Kaldrys se rapprocha légèrement et murmura en la regardant comme si elle était l’une des sept merveilles du monde :

« Peut-être pourrais-tu nous appeler par notre prénom lorsque nous sommes seuls ?

  • Et risquer que l’on nous entende ? Vous voilà bien insouciant.
  • C’est l’effet que tu as sur nous.
  • On me prête bien des défauts, Majesté, mais pas celui d’amoindrir les capacités intellectuelles.
  • Serais-tu en train de nous traiter d’idiot ? s’amusa-t-il.
  • Je n’oserais pas !
  • Nous l’autorisons. Tu es la seule personne à pouvoir nous traiter d’idiot sans en subir les conséquences.
  • Des conséquences parfaitement fâcheuses, assurément !
  • Tu te moques ? Encore ? »

On n’aurait pu dire lequel des deux prenaient le plus de plaisir à la compagnie de l’autre.

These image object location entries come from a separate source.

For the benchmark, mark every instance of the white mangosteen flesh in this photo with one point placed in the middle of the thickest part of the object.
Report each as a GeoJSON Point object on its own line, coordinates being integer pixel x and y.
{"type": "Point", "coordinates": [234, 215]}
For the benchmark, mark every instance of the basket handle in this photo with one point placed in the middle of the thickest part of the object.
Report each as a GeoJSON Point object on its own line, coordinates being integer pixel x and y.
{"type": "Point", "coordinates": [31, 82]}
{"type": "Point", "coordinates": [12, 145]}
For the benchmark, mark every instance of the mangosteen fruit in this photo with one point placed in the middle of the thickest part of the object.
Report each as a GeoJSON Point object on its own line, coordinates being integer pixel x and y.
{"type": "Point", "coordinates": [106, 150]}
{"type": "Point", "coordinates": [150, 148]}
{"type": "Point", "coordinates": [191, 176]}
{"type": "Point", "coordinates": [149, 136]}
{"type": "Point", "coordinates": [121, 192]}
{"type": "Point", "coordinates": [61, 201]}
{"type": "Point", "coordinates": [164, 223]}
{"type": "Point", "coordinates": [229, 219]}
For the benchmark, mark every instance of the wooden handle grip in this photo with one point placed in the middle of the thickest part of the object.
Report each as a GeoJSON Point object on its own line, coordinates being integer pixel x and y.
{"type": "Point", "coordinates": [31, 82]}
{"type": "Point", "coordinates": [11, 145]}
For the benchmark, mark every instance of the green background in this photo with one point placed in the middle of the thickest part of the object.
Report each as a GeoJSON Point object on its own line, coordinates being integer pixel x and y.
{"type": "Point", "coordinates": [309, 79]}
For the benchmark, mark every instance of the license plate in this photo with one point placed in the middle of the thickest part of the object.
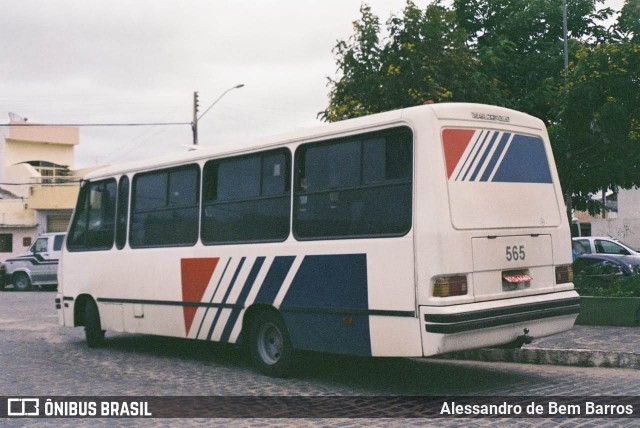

Kaldrys avait l’impression que son bonheur n’avait plus aucune limite lorsqu’il se retrouvait seul avec Sélène. Il la faisait se sentir si spéciale que la jeune femme cherchait constamment à passer du temps avec lui. Cela se révélait parfois difficile, si le conseil gérait une partie des affaires du royaume d’Ymirgas, l’autre partie occupait grandement Sa Majesté. Et ses leçons ne lui laissaient que peu de temps pour ses loisirs.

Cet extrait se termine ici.